Is it possible to re-chunk after a restic copy?

qyz · March 18, 2023, 7:59am

Hi everyone,

I have two restic repositories (each ~ 2TB data) that have big overlap. Both were created independently, so they do not share the same chunker parameters.

I understand that I can copy snapshots from one repository to the other and that I will not gain deduplication between data from both repos.

Is there a way to re-chunk and deduplicate the data retrospectively? Maybe a mechanism similar to the migration to prune --repack-uncompressed?

Having bitten by this once, I wonder whether it would be good practice to init all my repositories with --copy-chunker-params…

Cheers,
qyz

alexweiss · March 19, 2023, 5:33am

Technically it’s possible. However, not implemented so far. The only way to chunk something is currently to run the backup command. So all you could do is access your saved data via restore or mount and run a backup on it.

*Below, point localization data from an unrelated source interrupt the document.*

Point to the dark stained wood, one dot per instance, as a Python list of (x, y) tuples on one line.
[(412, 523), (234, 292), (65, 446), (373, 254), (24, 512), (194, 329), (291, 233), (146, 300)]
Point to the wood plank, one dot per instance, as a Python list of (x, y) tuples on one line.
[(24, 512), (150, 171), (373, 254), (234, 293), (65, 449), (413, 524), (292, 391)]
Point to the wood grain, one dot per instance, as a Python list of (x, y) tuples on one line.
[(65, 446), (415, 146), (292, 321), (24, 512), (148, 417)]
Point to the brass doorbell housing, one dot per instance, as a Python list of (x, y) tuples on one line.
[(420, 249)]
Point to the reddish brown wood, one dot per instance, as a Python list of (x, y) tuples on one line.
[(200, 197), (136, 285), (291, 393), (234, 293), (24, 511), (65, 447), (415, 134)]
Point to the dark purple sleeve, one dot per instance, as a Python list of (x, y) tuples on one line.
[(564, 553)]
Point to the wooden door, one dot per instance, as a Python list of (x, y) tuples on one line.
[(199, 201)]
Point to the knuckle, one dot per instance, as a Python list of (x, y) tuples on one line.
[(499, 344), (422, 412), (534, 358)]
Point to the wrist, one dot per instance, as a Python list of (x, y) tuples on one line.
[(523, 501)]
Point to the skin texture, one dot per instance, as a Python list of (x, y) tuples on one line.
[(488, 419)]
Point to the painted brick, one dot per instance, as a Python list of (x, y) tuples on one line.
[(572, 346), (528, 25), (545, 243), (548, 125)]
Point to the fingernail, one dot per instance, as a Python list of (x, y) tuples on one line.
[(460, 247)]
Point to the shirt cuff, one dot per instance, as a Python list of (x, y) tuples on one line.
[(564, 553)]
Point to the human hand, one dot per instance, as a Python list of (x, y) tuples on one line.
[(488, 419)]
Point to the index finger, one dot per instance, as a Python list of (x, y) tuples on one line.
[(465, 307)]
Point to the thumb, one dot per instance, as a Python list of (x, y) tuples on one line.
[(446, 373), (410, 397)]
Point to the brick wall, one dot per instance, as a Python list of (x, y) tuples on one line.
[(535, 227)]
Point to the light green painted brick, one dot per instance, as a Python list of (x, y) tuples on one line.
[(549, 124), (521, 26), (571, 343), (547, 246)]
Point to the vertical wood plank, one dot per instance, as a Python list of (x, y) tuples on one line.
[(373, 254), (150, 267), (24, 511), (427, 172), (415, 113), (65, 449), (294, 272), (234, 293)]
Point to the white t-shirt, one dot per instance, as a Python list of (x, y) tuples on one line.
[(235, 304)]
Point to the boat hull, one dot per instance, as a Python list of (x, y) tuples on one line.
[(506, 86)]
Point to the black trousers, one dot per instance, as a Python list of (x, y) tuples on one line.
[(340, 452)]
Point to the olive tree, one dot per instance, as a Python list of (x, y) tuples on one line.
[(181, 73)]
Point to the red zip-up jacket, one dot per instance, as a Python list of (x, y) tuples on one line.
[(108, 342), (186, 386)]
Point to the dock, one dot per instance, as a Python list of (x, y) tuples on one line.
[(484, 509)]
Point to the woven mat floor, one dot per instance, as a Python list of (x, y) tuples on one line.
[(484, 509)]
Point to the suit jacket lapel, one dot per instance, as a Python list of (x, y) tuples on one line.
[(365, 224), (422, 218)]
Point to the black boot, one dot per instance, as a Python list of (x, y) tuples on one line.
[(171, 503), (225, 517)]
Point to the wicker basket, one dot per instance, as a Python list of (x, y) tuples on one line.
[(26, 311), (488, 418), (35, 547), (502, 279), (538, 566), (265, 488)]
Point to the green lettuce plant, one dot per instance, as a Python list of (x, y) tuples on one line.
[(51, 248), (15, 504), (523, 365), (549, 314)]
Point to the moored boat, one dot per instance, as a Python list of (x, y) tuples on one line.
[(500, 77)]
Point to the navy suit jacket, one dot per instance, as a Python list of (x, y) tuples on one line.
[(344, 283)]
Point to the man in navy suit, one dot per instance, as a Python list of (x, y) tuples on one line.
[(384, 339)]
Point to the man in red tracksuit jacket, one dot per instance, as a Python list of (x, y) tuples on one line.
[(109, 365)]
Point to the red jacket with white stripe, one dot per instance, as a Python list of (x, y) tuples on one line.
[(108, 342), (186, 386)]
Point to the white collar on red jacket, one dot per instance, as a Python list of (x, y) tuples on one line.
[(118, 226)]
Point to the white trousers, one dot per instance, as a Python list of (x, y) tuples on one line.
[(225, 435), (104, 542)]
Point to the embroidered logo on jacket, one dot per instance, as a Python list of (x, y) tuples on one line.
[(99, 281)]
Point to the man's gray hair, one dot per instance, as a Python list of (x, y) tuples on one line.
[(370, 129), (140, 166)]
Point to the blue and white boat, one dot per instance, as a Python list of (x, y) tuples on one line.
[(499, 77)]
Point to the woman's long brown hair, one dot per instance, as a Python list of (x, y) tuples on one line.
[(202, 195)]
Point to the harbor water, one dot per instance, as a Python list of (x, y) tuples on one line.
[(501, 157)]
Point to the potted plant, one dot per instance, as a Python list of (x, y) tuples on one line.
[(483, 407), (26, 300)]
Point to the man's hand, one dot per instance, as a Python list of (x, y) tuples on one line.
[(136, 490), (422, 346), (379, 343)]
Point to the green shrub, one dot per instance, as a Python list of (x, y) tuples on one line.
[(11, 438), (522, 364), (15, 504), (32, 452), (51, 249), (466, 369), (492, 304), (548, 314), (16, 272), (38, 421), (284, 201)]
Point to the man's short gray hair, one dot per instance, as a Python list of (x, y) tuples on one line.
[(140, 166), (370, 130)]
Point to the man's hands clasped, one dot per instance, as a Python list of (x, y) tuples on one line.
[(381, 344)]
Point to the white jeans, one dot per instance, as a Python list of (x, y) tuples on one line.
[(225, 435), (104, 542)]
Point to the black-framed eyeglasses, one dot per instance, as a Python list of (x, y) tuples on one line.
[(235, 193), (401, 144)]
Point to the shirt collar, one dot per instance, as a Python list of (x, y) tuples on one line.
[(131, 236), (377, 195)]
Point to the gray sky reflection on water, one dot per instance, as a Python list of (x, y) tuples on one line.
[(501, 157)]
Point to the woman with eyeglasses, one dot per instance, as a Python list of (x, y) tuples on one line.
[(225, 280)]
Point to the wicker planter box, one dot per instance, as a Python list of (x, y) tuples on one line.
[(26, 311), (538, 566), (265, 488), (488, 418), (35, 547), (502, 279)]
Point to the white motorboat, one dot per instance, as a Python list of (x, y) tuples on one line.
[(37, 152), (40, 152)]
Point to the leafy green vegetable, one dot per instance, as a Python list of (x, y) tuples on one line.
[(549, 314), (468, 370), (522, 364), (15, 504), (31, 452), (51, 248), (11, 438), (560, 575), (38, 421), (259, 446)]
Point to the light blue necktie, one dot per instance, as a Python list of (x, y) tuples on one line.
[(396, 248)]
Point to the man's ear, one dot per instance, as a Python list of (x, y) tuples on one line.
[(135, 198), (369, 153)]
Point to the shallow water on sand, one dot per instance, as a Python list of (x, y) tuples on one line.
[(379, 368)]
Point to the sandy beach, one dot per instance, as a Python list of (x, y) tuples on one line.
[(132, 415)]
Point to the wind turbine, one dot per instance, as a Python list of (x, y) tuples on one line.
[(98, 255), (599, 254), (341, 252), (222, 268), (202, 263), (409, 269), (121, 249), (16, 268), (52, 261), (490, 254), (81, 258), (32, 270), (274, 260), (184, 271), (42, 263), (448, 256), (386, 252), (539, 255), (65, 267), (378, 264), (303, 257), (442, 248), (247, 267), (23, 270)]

Actually, IMO the best solution would be to implement two cases in the copy command:

chunking parameters of source and target repo are identical => only copy missing blobs
chunking parameters of source and target do not match => rechunk all files to copy

Moreover there could be a check in the check --read-data command which checks if the saved blobs are “valid chunks” with respect to the repo’s chunking parameter.
And - yes - there could be also an in-repo repair which re-chunks all files if the blobs are not " valid chunks". This would be however a completely different algorithm compared to prune. prune solely works on the blob level, whereas this would need to work on the tree level: Look for files to (possibly) re-chunk, do the re-chunk and then save the modified tree.

qyz · March 21, 2023, 12:27pm

Hi @alexweiss ,

thank you very much for your reply. Re-chunking data during copy sounds like a good idea. I do not fully understand the implications but i sounds like it would add a lot of complexity to the copy process.

I’m now following your suggestion to mount and backup the data again. This works for me with two caveats:

I now have an additional path prefix (mountpoint + snapshot prefix). Not beautiful but also not a problem for me at all.
When backing up snapshot after snapshot from the restic-mounted filesystem I have to download data many times from the source repository. After three snapshots I tried to download the source repository as a whole and mount the local copy. This is faster by a factor of about 5 for my case.

Cheers,
qyz

AlBundy · March 21, 2023, 8:26pm

according to the documentation
https://restic.readthedocs.io/en/latest/045_working_with_repos.html#ensuring-deduplication-for-copied-snapshots
it’s not possible to change chunker parameters of existing repos.

But I wonder how restic init decides what parameters to use.
As I understand the chunkerparams are used to define the chunksizes which is needed for deduplication.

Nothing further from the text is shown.